Universal precautions apply to blood, other body fluids containing visible blood, semen, and vaginal secretions. Universal precautions also apply to tissues and to the following fluids: cerebrospinal, synovial, pleural, peritoneal, pericardial, and amniotic fluids. Universal precautions do not apply to feces, nasal secretions, sputum, sweat, tears, urine, and vomitus unless they contain visible blood. Universal precautions do not apply to saliva except when visibly contaminated with blood or in the dental setting where blood contamination of saliva is predictable.
Universal precautions involve the use of personal protective equipment such as gloves, gowns, aprons, masks, or protective eyewear, which can reduce the risk of exposure of the healthcare worker's skin or mucous membranes to potentially infective materials. In addition, under universal precautions, it is recommended that all healthcare workers take precautions to prevent injuries caused by needles, scalpels, and other sharp instruments or devices.
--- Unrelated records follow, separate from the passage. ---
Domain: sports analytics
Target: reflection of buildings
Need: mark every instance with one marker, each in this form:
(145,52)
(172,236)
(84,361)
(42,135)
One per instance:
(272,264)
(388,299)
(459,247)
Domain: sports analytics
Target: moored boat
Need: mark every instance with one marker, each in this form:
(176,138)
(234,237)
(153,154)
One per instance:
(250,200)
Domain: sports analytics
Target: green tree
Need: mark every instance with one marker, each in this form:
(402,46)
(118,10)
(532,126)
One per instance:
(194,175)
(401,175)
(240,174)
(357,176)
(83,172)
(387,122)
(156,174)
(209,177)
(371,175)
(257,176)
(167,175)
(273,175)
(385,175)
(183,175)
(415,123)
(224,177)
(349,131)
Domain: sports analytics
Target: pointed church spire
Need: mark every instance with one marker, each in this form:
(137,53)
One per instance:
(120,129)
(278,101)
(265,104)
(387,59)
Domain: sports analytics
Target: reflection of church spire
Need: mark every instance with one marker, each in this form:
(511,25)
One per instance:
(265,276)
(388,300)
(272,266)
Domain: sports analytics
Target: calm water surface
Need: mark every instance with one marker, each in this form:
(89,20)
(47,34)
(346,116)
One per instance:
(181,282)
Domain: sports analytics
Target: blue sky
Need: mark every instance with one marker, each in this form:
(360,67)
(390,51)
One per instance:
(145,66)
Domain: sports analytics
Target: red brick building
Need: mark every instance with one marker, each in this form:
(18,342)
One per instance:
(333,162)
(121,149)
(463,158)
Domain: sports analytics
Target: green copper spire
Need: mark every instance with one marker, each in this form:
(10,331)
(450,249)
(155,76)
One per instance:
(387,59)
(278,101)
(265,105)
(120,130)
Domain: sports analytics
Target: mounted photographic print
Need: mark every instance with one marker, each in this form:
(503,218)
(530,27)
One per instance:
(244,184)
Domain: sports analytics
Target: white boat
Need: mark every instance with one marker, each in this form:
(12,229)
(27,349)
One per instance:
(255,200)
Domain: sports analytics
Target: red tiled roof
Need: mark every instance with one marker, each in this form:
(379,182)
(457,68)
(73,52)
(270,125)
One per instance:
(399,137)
Pregnant healthcare workers are not known to be at greater risk of contracting HIV infection than are healthcare workers who are not pregnant; however, if a healthcare worker develops HIV infection during pregnancy, the infant is at risk of infection resulting from perinatal transmission. Because of this risk, pregnant healthcare workers should be especially familiar with, and strictly adhere to, precautions to minimize the risk of HIV transmission.
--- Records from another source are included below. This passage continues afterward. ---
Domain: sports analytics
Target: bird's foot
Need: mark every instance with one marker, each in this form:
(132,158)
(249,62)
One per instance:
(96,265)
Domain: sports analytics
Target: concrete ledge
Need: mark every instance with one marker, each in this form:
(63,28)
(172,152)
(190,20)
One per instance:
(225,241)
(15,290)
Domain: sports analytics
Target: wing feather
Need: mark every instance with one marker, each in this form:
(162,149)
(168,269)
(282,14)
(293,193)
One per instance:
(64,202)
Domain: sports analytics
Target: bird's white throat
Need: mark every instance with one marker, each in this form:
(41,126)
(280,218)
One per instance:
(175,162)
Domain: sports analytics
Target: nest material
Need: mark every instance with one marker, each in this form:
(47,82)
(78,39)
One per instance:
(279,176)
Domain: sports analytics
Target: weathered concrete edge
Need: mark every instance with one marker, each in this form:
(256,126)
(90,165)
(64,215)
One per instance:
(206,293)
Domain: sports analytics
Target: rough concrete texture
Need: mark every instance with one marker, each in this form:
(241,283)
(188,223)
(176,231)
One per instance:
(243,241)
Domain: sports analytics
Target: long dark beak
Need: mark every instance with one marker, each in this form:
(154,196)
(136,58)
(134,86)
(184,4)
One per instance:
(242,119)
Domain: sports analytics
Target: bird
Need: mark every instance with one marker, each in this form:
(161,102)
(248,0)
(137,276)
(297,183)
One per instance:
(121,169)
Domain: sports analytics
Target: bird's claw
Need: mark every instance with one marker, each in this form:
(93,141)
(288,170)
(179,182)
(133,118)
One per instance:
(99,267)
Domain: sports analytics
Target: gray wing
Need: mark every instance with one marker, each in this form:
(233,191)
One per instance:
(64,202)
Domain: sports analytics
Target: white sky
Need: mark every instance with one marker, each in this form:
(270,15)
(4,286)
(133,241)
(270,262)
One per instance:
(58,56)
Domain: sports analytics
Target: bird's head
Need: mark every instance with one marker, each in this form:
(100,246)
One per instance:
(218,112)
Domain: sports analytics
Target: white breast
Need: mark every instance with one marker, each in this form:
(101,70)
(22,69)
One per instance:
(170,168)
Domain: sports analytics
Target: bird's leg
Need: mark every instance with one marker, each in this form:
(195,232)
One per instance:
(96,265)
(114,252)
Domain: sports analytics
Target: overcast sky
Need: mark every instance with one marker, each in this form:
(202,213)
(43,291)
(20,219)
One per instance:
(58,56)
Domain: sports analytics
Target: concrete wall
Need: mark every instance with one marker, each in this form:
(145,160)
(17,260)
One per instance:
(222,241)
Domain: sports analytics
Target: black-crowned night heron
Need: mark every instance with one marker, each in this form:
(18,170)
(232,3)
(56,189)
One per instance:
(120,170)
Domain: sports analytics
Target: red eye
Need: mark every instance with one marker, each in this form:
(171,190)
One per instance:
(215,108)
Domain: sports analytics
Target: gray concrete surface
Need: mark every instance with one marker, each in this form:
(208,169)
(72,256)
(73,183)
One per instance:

Robert is interviewing for a nursing position with St. Vincent Hospital in Portland, OR. During the interview he is asked to explain the difference between "universal precautions" and "personal protective equipment."
How should Robert answer this question?
Personal protective equipment refers to equipment designed to reduce or prevent exposure to blood or other potentially infectious materials. Examples of personal protective equipment are: disposable gloves, gowns, face masks, eye shields, and lab coats.
Universal precautions include the use of personal protective equipment, but also include engineering and work practice controls designed to prevent exposure to blood and other potentially infectious materials.